The carcinogen benzo(e)pyrene is metabolized by DM15 cells without an uncoupling effect on their gap junctions.

I V Budunova¹, L A Mittleman, R D Safaev, G A Belitsky.

Abstract

Benzo(e)pyrene (B(e)P) promotes carcinogenesis in the skin. Unlike some other promoters however, B(e)P does not produce an uncoupling effect on gap junction permeability in DM15 transformed fibroblasts. This study demonstrates that DM15 cells exhibit a relatively high level of B(e)P metabolism.
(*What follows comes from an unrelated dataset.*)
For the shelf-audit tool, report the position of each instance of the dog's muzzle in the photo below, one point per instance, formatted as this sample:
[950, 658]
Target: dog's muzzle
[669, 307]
Moreover, although pretreatment of DM15 cells with benz(a)anthracene results in an 8-fold increase of arylhydrocarbon hydroxylase activity and a 2-fold increase in the rate of B(e)P metabolism, it did not enable B(e)P to affect Lucifer Yellow transfer between DM15 cells. We conclude that neither B(e)P nor its metabolites are capable of uncoupling gap junction permeability in DM15 cells.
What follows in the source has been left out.